These people are “hard at work” cheering on the Swedes last summer at the Women’s World Cup. Photo by: Ulrich Leyermann (CC BY 2.0)
You know what the most amazing thing about Sweden is? There are many people here who speak Swedish! No, really, a lot of people speak it here.
Of course, I am kidding. But what I mean is that it is still very exciting for me to hear people speaking in Swedish. You have to understand that I was constantly thinking about (and in) Swedish back in San Francisco. I listened to Swedish talk radio, I listened to podcasts of the news, etc. And my ear was tuned to detect Swedish. Sometimes I actually would discover that I could hear someone speaking Swedish in San Francisco—once on the commuter ferry, once passing someone on the street, and when I attended Swedish cultural events.
But here I have to learn to turn my Swedish detector off because, well, Swedish is all around me.
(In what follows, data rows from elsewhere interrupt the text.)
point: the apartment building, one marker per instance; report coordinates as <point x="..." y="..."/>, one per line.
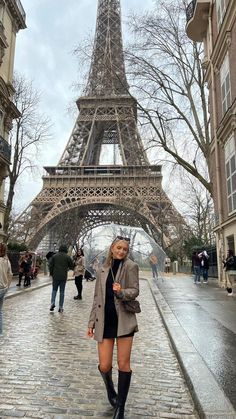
<point x="213" y="22"/>
<point x="12" y="19"/>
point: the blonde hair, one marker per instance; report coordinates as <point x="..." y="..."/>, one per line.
<point x="109" y="258"/>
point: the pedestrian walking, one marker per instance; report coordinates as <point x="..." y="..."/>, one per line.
<point x="153" y="262"/>
<point x="230" y="268"/>
<point x="5" y="278"/>
<point x="204" y="266"/>
<point x="167" y="265"/>
<point x="196" y="264"/>
<point x="20" y="270"/>
<point x="27" y="270"/>
<point x="117" y="282"/>
<point x="79" y="271"/>
<point x="59" y="264"/>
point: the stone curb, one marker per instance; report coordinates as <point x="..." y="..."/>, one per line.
<point x="209" y="399"/>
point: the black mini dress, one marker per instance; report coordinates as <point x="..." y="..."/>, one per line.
<point x="111" y="318"/>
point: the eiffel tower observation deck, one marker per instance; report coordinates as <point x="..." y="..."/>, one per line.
<point x="80" y="193"/>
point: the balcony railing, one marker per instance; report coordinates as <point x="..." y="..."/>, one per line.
<point x="190" y="10"/>
<point x="5" y="149"/>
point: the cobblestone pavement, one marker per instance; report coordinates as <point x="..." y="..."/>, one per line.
<point x="48" y="367"/>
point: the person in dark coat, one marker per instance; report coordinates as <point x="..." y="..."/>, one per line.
<point x="59" y="264"/>
<point x="204" y="265"/>
<point x="117" y="282"/>
<point x="196" y="268"/>
<point x="230" y="268"/>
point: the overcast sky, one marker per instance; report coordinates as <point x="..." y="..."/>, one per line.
<point x="44" y="54"/>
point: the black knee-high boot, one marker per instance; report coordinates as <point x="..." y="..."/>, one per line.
<point x="111" y="393"/>
<point x="123" y="389"/>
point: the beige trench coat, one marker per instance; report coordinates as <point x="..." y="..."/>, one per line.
<point x="128" y="276"/>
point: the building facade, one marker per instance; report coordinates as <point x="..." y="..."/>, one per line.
<point x="213" y="22"/>
<point x="12" y="19"/>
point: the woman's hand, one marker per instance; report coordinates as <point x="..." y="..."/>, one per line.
<point x="116" y="287"/>
<point x="90" y="332"/>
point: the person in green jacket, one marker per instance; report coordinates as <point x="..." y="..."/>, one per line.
<point x="59" y="265"/>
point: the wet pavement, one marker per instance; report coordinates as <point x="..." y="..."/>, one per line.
<point x="48" y="367"/>
<point x="201" y="322"/>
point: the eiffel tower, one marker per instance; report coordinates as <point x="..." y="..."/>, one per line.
<point x="80" y="193"/>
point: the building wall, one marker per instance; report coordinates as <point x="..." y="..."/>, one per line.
<point x="219" y="41"/>
<point x="12" y="19"/>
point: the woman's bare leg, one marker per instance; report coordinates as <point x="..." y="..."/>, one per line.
<point x="124" y="347"/>
<point x="105" y="354"/>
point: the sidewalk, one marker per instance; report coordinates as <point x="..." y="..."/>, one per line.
<point x="200" y="320"/>
<point x="48" y="367"/>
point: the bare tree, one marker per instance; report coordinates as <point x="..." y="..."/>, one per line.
<point x="165" y="69"/>
<point x="29" y="132"/>
<point x="198" y="209"/>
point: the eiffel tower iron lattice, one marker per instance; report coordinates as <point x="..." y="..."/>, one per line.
<point x="80" y="193"/>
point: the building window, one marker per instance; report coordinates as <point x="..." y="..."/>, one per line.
<point x="230" y="165"/>
<point x="225" y="85"/>
<point x="220" y="10"/>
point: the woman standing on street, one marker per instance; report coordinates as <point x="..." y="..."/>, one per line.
<point x="117" y="282"/>
<point x="230" y="267"/>
<point x="79" y="271"/>
<point x="5" y="277"/>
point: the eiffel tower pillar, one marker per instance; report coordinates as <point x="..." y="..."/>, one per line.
<point x="81" y="193"/>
It’s really fun to listen to it. Or, I should say, it’s fun to eavesdrop and not have to participate or respond. My blood runs cold when I have to actually respond—especially at work.
This brings me to a special problem related to work and language. I am conflicted. I want to only speak Swedish at work and to have people only speak Swedish to me but I also want to understand things to a high degree. I want to perform well and to do that; I need to get all the information I can. I need to understand inferences and make connections between pieces of information.
When it comes to language, I wish I were more able to let my “freak flag fly” and just put it out there, correct or not. I wish I was not so concerned about speaking Swedish well. I wonder if people who are less self-conscious are better at learning/speaking languages.
Someone suggested I speak Swedish when the work conversations are easy, maybe at lunchtime to start and then switch to English when it is complicated and very necessary to understand the nuances.
A good idea, I think.
The good news is that contrary to what I have heard and contrary to what I expected, people are very willing to speak Swedish to me. Yes, I have had it happen that I speak Swedish to, for example, a shop person, and they respond to me in English because they hear my accent but for the most part, this doesn’t happen. This is very encouraging and I hope I have the nerve to pull the plug on speaking English in Sweden very soon.